Is Test Tube Meat in Our Near Futures?
Whether you are a carnivore or not, we all can agree that the bulk of our meat production industry is unsustainable, inhumane and unhealthy. Factory farms are bad for the environment, the animals, and even the consumer. But, they prevail because they bring the cost of meat unsuitably low, thereby allowing us to eat more of it. But, at our current rate of consumption, the supply will be unable to keep up with the demand. This leaves us 2 options: greatly reduce our dependence on meat… or create it synthetically.
Thatʼs right — test tube meat may be more realistic than you thought. Two scientists, Corvan der Weele and Johannes Tramper, have an idyllic vision of the future: locally cultured meat sold at the village market or butcher shop while healthy, happy farm animals roam open ﬁelds without fear of slaughter. They recently released a paper dictating the plausibility of such a scenario, covering everything from expected societal response to viable manufacturing techniques. But it’s not just this pair; scientists all over the world are working to create palatable, cost-effective meats from animal stem cells. The idea is to have machines manufacture our meat so we can leave the animals alone. In the Netherlands, scientists have actually created a hamburger from a petri-dish. But donʼt expected to see it on your market shelf anytime soon. With no fat, the meat is hardly palatable and needs to be further adjusted. Not into synthetic meat? How about plant-based meat without a 10 inch list of extraneous ingredients… that actually tastes good? The company Beyond Meat is working to create soy and amaranth chicken strips that actually fooled the palate of one Mark Bittman. While they aren’t yet for sale, these strips are promising for pre-made meals like burritos and pastas. Check out his reaction on his New York Times Op-Ed.
While plant-based substitutes bear great promise, they cannot replace all meat products, like strip steaks. However, many, including myself, believe that the answer is not test-tube meat, but rather more sustainable farming and consumption practices.
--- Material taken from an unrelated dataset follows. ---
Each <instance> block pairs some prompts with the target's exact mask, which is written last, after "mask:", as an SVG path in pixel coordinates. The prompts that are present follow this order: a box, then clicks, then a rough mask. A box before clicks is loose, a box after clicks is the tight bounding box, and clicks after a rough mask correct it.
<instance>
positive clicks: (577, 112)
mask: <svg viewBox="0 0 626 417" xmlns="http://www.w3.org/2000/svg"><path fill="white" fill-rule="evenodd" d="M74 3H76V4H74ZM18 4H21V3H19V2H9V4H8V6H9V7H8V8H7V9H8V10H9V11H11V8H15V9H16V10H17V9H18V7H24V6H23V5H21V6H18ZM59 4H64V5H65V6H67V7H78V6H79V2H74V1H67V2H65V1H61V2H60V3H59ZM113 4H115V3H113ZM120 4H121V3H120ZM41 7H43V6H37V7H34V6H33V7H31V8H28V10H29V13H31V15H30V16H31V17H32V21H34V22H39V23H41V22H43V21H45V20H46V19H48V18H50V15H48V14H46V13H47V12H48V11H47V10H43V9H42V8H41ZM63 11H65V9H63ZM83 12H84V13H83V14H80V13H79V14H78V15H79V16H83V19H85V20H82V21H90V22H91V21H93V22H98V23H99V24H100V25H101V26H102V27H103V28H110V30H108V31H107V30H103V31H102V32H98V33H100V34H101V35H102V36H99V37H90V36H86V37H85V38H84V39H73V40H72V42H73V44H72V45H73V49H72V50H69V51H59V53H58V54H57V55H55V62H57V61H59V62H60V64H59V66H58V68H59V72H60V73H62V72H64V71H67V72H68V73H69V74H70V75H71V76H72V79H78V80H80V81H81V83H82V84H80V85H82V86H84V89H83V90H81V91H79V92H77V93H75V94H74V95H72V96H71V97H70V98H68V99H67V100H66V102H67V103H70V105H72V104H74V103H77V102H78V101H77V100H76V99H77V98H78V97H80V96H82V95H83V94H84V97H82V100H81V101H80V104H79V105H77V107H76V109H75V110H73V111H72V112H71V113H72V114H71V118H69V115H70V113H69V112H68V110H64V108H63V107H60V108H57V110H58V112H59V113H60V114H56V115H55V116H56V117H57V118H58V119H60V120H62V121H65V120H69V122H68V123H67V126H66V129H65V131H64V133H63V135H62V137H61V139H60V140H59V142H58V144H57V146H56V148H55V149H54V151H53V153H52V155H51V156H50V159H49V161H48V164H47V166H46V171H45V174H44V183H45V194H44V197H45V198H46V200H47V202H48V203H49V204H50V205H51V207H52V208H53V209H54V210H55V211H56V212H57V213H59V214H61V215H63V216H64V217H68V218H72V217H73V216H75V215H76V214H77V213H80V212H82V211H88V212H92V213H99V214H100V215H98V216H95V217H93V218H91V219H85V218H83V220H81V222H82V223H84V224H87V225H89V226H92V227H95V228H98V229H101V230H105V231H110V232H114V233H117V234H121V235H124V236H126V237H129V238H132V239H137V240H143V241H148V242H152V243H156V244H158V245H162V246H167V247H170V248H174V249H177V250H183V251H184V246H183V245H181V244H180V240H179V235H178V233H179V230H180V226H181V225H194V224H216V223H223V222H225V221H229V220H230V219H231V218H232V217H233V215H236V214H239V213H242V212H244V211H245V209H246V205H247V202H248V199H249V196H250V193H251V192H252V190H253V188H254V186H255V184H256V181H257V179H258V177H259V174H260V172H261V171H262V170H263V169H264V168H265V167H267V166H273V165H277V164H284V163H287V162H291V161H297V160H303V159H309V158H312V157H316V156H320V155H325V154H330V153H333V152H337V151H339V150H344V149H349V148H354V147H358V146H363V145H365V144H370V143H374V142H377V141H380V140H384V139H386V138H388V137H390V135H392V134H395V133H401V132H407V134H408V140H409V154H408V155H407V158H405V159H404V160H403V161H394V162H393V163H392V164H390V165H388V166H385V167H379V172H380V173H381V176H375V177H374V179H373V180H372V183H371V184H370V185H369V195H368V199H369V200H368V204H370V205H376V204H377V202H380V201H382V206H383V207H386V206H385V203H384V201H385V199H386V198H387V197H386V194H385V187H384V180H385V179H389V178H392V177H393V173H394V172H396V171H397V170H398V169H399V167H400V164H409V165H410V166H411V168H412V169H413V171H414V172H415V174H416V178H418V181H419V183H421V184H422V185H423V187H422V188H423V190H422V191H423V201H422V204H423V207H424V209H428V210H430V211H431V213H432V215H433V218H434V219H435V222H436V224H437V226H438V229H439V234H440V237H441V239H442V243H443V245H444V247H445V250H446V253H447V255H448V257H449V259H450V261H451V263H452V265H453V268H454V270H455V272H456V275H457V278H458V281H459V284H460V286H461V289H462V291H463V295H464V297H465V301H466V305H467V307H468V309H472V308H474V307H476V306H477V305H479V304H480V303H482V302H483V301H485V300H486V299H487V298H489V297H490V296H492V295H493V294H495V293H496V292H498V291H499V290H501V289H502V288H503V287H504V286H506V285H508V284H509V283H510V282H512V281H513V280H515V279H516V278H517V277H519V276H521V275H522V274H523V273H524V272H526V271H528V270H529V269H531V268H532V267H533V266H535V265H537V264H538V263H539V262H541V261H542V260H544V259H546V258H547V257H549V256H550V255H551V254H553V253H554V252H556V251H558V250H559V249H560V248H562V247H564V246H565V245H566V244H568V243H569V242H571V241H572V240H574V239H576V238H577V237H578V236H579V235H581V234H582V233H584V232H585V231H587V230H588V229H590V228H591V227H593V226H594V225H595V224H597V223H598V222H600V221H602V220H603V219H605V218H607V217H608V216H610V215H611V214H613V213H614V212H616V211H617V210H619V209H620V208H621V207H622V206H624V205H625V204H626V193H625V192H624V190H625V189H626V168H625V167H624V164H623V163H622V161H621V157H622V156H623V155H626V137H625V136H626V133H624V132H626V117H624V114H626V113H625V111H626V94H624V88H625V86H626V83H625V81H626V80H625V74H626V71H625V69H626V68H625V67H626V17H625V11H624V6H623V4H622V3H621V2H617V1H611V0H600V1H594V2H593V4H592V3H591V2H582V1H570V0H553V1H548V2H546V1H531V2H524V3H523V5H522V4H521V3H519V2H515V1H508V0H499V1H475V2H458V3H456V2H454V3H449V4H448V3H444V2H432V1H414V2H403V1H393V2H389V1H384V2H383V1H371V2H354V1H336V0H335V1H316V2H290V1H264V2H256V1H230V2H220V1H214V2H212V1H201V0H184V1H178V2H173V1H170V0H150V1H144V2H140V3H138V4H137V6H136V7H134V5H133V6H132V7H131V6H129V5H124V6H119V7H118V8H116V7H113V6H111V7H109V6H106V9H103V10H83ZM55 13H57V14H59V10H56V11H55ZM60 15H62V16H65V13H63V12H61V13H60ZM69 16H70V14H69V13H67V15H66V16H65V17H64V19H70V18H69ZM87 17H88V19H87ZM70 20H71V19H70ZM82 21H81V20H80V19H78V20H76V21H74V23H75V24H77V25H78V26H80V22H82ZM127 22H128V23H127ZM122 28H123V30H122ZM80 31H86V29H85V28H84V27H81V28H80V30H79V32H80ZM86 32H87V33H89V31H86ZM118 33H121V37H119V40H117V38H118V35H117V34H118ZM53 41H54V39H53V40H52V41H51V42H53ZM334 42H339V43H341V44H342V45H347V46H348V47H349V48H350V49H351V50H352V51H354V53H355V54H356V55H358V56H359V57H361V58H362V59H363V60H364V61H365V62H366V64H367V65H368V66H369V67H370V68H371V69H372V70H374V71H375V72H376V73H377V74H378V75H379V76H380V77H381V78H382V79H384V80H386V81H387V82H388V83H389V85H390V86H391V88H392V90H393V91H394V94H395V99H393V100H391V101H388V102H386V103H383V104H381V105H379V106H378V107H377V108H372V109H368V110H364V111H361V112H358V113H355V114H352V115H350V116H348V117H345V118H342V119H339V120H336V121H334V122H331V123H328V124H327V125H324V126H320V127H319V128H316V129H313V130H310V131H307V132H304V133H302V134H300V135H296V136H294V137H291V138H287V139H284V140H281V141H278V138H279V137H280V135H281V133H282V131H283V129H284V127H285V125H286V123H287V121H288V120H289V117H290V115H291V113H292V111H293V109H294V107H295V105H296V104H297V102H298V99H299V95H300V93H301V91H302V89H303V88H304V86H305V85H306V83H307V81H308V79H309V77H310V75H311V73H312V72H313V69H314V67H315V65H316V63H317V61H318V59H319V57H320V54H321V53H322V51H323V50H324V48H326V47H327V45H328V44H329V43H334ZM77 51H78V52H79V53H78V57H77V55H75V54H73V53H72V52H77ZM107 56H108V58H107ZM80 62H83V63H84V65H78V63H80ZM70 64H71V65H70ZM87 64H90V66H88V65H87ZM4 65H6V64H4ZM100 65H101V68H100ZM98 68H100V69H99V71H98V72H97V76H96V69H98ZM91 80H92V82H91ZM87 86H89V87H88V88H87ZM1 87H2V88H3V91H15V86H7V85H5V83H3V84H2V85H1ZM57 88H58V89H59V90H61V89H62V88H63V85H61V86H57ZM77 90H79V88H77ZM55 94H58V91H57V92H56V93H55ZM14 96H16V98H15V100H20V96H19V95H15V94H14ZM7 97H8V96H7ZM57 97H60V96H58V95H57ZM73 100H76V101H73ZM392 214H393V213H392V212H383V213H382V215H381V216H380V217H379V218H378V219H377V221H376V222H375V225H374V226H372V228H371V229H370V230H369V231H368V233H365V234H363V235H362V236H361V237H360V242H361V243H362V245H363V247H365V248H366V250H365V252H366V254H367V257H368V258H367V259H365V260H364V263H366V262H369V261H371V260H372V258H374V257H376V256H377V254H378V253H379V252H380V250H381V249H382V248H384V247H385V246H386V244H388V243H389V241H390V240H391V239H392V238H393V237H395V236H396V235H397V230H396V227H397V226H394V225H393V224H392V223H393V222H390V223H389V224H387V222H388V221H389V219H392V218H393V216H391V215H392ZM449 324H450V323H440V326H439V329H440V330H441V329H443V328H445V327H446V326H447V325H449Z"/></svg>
Instead of farming animals in large factories, embrace small, local farms, where animals are highly cared for and treated humanely. It supports the local economy, animal welfare, and your health. Also, because animals raised under high standards are often pricier (for good reason), theoretically the meat youʼll consume will be less in quantity (unless you get a pay raise and decide to spend it all on fresh meat), but of a far superior and healthful quality. Until then, I have my own personal philosophy that could drive down our meat over-consumption. If you couldnʼt bear to hunt for and kill the animal for yourself, then you should not eat its meat. How’s that for a Paleo diet?
How do you feel about the concept of test tube meat? Is it a good idea or could it have potential consequences?